According to certain aspects of the device, as exemplified in FIGS. 9 and 10, the laundry cycle 250 operated by the laundry appliance 10 can include a sanitization cycle 252 that is utilized for injecting ozone gas 14 for an ozone-containing fluid 100 into the rotating drum 18 for sanitizing the articles 22. This sanitization cycle 252 can utilize an intermediate spin cycle 254 of the laundry cycle 250 to extract a majority of the fluid 44 from the articles 22 being treated. This intermediate spin cycle 254 can be in the form of a high-speed fluid extraction cycle 496 that rotates the drum 18 at a high rate of speed. Subsequent to this intermediate spin cycle 254, the ozone generator 24 is activated after the fluid extraction is complete. In certain aspects of the device, the ozone generator 24 can be activated before the completion of the intermediate spin cycle 254 to prepare an amount of ozone gas 14 be delivered into the drum 18. The ozone gas 14 from the ozone generator 24 is injected into the drum 18 as the drum 18 rotates. In this manner, as the drum 18 rotates, the ozone gas 14 is able to engage all of the clothing within the drum 18 as the drum 18 rotates. During this injection phase, a motor 256 operates the drum 18 to rotate at a slower speed than that experienced during the intermediate spin cycle 254.

According to various aspects of the device, the delivery of ozone can be accomplished as the drum 18 rotates through various patterns, sequences and speeds. By way of example, and not limitation, the drum 18 can rotate intermittently to allow the ozone gas 14 to be directed toward specific portions of the articles 22 being processed for a particular period of time. When this time period lapses, the drum 18 can rotate a particular rotational distance to allow the ozone gas 14 to engage a separate portion of the articles 22 being processed. This sanitization cycle 252 continues throughout a certain amount of rotations of the drum 18 or after a certain amount of time has lapsed.

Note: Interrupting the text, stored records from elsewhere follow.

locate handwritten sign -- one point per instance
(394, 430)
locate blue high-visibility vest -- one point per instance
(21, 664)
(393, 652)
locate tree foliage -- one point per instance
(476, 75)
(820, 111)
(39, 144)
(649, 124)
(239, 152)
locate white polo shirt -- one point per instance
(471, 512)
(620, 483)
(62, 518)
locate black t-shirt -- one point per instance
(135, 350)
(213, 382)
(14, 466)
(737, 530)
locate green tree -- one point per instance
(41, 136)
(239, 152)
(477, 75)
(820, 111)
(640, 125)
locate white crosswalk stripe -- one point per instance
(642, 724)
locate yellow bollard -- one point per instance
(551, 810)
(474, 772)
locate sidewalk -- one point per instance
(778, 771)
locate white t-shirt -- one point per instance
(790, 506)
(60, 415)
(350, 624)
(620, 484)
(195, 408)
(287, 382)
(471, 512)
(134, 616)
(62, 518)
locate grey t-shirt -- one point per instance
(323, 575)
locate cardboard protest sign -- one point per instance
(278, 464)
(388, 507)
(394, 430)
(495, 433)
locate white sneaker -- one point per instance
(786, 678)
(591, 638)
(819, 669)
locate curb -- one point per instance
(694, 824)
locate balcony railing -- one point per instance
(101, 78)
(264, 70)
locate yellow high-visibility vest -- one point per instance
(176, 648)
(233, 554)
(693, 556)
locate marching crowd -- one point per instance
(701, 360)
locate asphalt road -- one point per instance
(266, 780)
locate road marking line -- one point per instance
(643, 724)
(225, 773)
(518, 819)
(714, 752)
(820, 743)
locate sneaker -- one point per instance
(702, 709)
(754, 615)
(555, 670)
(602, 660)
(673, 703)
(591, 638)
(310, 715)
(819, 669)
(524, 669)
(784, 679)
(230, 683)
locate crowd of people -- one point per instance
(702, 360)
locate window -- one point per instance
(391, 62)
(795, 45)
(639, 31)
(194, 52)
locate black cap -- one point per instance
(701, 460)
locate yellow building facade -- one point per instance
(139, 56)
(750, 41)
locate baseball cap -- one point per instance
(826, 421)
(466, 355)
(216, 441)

At the completion of the sanitization cycle 252, the ozone remaining within the drum 18 is deteriorated. This deterioration can occur through various processes and steps, as will be disclosed herein. In at least one aspect of the device, this deterioration can occur using a heater 270 that heats air to an elevated temperature and delivers the heated air 272 within the drum 18. This heated air 272, in turn, elevates the temperature of the processing space 16 within the drum 18 at the conclusion of the sanitization cycle 252. In certain aspects, heated fluid 274 can also be used for deteriorating the remaining ozone. In such an aspect, heated water can be placed within the interstitial space 42 between the drum 18 and the tub 20, such as in the sump 50. This heated fluid 274 can generate heated fluid 274, such as heated air 272 or steam 470, that filters upward and through the perforated wall 48 of the drum 18. The heated fluid 274 can also be recycled through the recirculation system 54 where the heated fluid 274 is injected into the drum 18 for eliminating the excess ozone within the drum 18. Using this process, a subsequent fluid extraction cycle 496 is typically operated to extract excess fluid 44 that is used during the deterioration of excess ozone gas 14.

Referring again to FIGS. 1-10, use of the sanitization mechanism 12 within the appliance 10 is meant to inject ozone gas 14, by itself, or as a component of the ozone-containing fluid 100, within a medium that can be conveniently delivered into the processing space 16 of the appliance 10. Ozone gas 14 is a material that degrades relatively quickly, especially under certain sets of conditions. Extending the life of the ozone gas 14 can be achieved by directly injecting the ozone gas 14 into the processing space 16 or by incorporating the ozone gas 14 within a turbulent state 290 of the carrier fluid 86 or the mixed fluid 88. As discussed herein, mixing of the ozone gas 14 with either the carrier fluid 86 or the mixed fluid 88, both referred to generally herein as wash fluid 292, can be achieved within the mixing chamber 84 or other mixing space where media are combined. Within this mixing chamber 84, the chemistry and the carrier fluid 86 are mixed together to form the turbulent state 290 of the wash fluid 292. In this turbulent state 290, it is typical that the wash fluid 292 will contain a large number of air bubbles 294 permeating through the wash fluid 292. When the ozone gas 14 is injected with this turbulent state 290 of the wash fluid 292, the ozone gas 14 efficiently combines with the wash fluid 292 and mixes with the air bubbles 294. This combination results in a diminished amount of degradation of the ozone gas 14 as it is delivered to the processing space 16. Using this configuration of the mixing chamber 84, the life of the ozone gas 14 can be extended as opposed to mixing the ozone gas 14 within a more laminar flow of the wash fluid 292. The ozone gas 14 combined with the air bubbles 294 that permeate through the wash fluid 292 can be delivered to the processing space 16 without a significant degradation of the ozone gas 14 within the wash fluid 292.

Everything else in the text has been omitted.